Pensé en el olor a colonia que impregnaba el cuello del abrigo y el pañuelo y recordé la actitud que había mostrado Stevens cuando me enfrenté a él en su despacho, la noche en que fui a registrar su escritorio.
—No —objeté—. No ocurrió así.
Wesley me miró sin decir nada.
—Stevens tiene varias cualidades que podrían explicar lo que le ocurrió a Susan —proseguí—. Únicamente piensa en sí mismo; no le importa nadie más. Y es un cobarde. Cuando las cosas se ponen feas, procura no dar la cara. Su primer impulso es dejar que otro se lleve las bofetadas.
—Como está haciendo en tu caso, hablando mal de ti y robando expedientes.

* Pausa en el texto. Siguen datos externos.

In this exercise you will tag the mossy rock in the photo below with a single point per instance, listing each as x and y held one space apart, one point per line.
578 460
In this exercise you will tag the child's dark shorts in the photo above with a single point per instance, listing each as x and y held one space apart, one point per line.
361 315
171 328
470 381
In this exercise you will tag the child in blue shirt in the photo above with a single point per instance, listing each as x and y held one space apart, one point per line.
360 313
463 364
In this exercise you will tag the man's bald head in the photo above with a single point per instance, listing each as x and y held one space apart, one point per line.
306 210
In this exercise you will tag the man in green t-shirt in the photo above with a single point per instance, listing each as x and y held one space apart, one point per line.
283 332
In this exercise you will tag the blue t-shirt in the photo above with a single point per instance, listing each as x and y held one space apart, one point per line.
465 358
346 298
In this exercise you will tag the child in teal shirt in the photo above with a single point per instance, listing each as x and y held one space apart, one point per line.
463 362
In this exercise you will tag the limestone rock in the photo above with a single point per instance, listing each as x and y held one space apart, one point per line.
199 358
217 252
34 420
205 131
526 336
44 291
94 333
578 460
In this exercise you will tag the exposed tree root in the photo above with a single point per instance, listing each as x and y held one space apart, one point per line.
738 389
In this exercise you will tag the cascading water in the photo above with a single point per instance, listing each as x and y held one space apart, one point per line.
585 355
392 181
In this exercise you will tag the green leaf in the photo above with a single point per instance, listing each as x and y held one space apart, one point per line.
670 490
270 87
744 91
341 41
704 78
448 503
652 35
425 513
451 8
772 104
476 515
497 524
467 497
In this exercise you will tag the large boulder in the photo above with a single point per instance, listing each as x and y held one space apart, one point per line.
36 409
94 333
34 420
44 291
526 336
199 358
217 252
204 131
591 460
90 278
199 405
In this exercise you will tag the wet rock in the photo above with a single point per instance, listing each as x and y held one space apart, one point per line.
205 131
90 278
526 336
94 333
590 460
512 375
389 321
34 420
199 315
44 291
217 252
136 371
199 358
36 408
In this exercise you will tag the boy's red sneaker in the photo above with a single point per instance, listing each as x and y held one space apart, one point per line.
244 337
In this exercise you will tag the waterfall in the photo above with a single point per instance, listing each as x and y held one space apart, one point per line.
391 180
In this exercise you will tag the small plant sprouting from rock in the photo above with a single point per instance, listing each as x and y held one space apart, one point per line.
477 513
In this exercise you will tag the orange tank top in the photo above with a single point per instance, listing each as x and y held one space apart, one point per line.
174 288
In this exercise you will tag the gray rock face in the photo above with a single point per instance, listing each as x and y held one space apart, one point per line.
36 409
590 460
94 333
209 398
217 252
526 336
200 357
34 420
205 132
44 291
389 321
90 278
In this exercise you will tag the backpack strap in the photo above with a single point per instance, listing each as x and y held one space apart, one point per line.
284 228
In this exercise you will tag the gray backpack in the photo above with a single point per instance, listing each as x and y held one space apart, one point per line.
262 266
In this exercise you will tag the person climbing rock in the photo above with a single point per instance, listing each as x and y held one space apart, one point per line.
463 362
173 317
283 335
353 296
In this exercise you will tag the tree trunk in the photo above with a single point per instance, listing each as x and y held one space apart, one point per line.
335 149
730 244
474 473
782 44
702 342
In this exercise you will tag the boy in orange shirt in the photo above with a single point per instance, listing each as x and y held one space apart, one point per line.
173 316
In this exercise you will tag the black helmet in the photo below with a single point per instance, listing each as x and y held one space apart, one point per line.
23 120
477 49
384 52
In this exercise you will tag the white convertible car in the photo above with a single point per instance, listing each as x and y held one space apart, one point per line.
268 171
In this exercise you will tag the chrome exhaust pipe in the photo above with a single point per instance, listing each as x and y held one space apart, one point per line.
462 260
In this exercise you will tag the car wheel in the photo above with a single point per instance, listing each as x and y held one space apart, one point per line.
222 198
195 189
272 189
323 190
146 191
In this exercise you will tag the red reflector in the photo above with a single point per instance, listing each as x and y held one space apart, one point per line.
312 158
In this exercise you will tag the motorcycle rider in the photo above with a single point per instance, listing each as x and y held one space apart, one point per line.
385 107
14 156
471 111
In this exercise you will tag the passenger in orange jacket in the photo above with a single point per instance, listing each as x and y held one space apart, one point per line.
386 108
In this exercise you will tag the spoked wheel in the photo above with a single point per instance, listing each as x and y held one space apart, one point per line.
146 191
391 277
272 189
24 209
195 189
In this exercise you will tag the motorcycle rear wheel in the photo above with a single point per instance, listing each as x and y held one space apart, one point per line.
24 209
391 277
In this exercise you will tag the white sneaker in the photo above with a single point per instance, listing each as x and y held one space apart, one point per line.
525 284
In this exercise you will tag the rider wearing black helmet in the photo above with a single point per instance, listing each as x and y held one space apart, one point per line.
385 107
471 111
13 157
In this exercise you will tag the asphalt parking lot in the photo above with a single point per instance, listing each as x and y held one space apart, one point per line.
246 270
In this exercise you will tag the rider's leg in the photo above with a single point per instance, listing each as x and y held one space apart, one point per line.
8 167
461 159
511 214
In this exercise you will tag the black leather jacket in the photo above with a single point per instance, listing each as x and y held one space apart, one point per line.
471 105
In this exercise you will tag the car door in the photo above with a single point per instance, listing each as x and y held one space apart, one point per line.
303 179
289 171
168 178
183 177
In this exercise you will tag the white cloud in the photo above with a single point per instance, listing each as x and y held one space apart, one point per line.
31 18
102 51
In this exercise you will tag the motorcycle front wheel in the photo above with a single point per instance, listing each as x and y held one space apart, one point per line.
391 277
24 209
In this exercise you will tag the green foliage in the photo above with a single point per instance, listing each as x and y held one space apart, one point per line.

—Un ejemplo perfecto —asentí.
—Susan ingresó los tres mil quinientos dólares a principios de diciembre, un par de semanas antes de la muerte de Jennifer Deighton.
—Así es.
—Muy bien, Kay. Volvamos un poco atrás. Susan o Stevens, o los dos juntos, intentaron introducirse en tu ordenador pocos días después de la ejecución de Waddell. Hemos conjeturado que buscaban algún dato del informe de la autopsia que Susan no pudo observar por sí misma durante el examen.
—El sobre que quería que fuera enterrado con él.
—Eso todavía me desconcierta. Los códigos de los recibos no confirman nuestra primera conjetura, a saber, que los restaurantes y peajes estaban situados entre Richmond y Mecklenburg y que los recibos correspondían al transporte que condujo a Waddell de Mecklenburg a Richmond quince días antes de la ejecución. Aunque las fechas de los recibos concuerdan con el marco temporal, los lugares no. Todos los códigos corresponden al tramo de la carretera I—95 que va de aquí a Petersburg.
—Mira, Wesley, bien podría ser que la explicación de los recibos fuera tan sencilla que nos ha pasado completamente por alto —señalé.
—Soy todo oídos.
—Me imagino que, cada vez que viajas por cuenta del FBI, sigues la misma rutina que yo cuando viajo por cuenta del Estado. Documentas todos los gastos y conservas todos los recibos. Si viajas con frecuencia, tiendes a esperar hasta que puedes acumular varios viajes en un impreso de reembolso para reducir el papeleo. Mientras tanto, guardas los recibos en alguna parte.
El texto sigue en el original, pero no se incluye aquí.